Hinduizm, Budizm, Konfüçyüsçüiük, Jainizm gibi dinlerde insana vahiy getiren meleklerden ziyade kötülük simgesi varlıklara inanç yaygındır. Hint dinlerinde semada ikamet eden ve ölümlülere görünmeyen “devalar ve “asura” adı verilen kötü güçler vardır. Hintliler’in varlıklar hakkındaki sınıflama ve açıklamalarının karışıklığından ve düzensizliğinden yakınan Bîrûnî deva denilen melekler, bunların bulunduğu yerler ve bunlarla ilgili diğer varlıklar hakkında bilgi verdikten sonra meleklerin başkanının Mahadeva olduğunu, deva isminin ondan geldiğini, Hintüler’e göre 330 milyon melek bulunduğunu ifade etmektedir. Hintliler’in melekler için yeme, içme ölüm ve diğer beşerî halleri caiz gördüklerini, onların bu dereceye ilimle değil ibadetle varmış olduklarına inandıklarını belirtmektedir.

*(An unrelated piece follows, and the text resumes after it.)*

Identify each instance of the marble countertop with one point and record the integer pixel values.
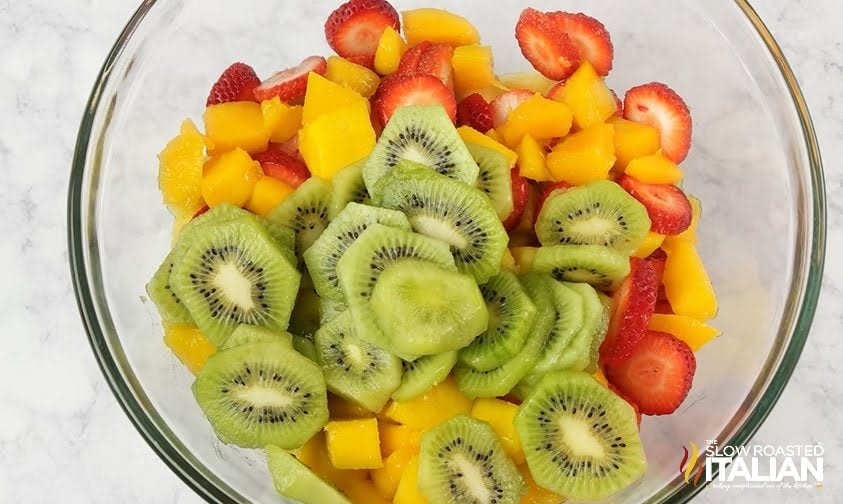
(63, 437)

Halk dini de denilen ve çok çeşitlilik arzeden mahallî inanç ve uygulamalarıyla yine çok farklı şekilleri bulunan Taoizm’in oluşturduğu Çin dinlerinde genellikle değişik nitelikte ruhlardan oluşan görünmez bir dünya mevcuttur. Melek inancı özellikle mistik Taoizm’de bulunmaktadır. Shang-ch’ing denilen en yaygın mistik akıma göre Yang Hsi gökten gelen bir düzine varlık tarafından ziyaret edilmiş ve kendisine birçok kitap yazdırılmıştır. Kitapları yazdıran varlıklardan başka verilenleri muhafaza edenler de vardır.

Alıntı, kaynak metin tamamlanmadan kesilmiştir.